The brokerage denied liability, arguing that Jones’s loss was through his own negligence. Specifically, the brokerage argued that Jones had failed to advise that the insured property was being used for farming purposes; he should not have requested a homeowner’s policy when he knew or should have known that a farm policy was required. In addition, the brokerage argued, Jones had failed to provide a full and accurate list of equipment.
After an examination for discovery in December 2010, nothing happened with the case until 2016, when the brokerage applied to the court to dismiss the case for want of prosecution. Representing himself in court, Jones set a trial date for March 2017.
Soon after setting the trial date, Jones sought a lawyer to represent his case. He ended up at Thompson LeRose & Brown, which assigned a lawyer to represent Jones.
The lawyer, R.R.W. Sookorukoff, appeared to have a disagreement with his client over strategy. In addition, the lawyer was frustrated that Jones never did sign a retainer agreement, despite numerous requests to do so. Jones did, however, pay the lawyer’s initial $5,000 retainer.
At Jones’s request, the Supreme Court of British Columbia reviewed the lawyer’s invoice, and ultimately ruled the fees and disbursements requested for the case were reasonable.
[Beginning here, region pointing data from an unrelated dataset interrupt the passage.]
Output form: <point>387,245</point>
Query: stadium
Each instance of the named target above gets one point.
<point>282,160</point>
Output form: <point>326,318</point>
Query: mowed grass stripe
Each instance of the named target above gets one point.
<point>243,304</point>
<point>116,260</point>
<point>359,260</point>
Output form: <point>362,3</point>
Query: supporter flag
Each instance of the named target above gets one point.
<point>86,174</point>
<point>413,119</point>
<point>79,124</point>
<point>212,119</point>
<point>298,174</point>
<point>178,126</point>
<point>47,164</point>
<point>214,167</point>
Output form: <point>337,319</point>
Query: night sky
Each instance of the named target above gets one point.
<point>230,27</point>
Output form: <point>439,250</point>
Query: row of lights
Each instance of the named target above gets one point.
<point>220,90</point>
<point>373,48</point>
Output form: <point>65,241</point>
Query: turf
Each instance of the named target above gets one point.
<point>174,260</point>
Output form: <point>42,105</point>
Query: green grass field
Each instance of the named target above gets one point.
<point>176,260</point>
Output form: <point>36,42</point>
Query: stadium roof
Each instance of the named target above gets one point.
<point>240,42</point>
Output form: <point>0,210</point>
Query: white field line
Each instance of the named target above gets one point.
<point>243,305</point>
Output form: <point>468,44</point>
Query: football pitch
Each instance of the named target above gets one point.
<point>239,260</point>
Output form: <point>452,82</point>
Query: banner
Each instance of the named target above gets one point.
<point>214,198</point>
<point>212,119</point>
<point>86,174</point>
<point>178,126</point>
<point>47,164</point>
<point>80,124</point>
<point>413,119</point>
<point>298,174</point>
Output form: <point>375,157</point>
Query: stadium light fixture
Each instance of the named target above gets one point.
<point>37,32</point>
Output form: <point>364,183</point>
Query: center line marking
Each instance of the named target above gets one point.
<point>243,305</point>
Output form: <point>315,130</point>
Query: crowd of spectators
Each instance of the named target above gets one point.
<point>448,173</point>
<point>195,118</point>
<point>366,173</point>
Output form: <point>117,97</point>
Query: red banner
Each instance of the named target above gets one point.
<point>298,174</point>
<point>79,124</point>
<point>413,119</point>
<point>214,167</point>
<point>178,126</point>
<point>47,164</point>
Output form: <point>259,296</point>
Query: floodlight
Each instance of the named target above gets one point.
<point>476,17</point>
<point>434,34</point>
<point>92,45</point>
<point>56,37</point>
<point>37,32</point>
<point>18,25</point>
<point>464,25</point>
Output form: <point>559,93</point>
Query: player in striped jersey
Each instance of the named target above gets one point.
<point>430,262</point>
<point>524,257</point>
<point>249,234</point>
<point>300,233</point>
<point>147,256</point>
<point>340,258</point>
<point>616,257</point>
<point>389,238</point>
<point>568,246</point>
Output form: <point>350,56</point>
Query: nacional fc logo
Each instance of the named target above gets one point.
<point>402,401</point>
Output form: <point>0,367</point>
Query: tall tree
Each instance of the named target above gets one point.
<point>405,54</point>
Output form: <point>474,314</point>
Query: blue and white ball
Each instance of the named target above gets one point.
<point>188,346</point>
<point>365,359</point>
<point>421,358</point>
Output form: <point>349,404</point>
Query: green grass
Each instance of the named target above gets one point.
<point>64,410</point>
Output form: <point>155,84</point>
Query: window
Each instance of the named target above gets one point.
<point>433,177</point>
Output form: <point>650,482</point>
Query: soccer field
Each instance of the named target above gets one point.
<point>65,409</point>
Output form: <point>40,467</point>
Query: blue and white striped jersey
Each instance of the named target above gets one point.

Jones’s dispute with the lawyer was for work done leading up to a settlement in 2017. Jones simply wanted to settle and not go to trial, the B.C. court decision notes. He wanted his lawyer to make an offer based only on the information in the statement of claim.
Sookorukoff maintained that no offer to settle would be credible unless some initial work was done to substantiate the claim. As part of the work, Sookorukoff was able to obtain an opinion letter on the duty of care owed by the defendant brokerage. He also tracked down an expert, Karen MacWilliam, a consultant who specialized in risk management and insurance analysis based in Wolfville, N.S.
“Mr. Sookorukoff became frustrated with the failure of the client to provide the information which was undoubtedly necessary, not only to successfully succeed at trial, but to even be able to present a credible offer,” B.C. Supreme Court Justice Case Master R.W. McDiarmid found. “The client does not seem to appreciate this. I have considered his position carefully, but he is wrong. Making an offer as he suggested would not have advanced his case.”
Sookorukoff’s initial offer to settle was for slightly more than $58,000; the brokerage counter-offered with $20,000. The two parties made a number of subsequent counteroffers. During the settlement negotiations leading up to the trial, the lawyer, still without a signed retainer agreement, asked the court to remove him as Jones’s lawyer on record.
Ultimately, the firm’s senior partners completed the negotiations in May 2017 with a $33,000 settlement.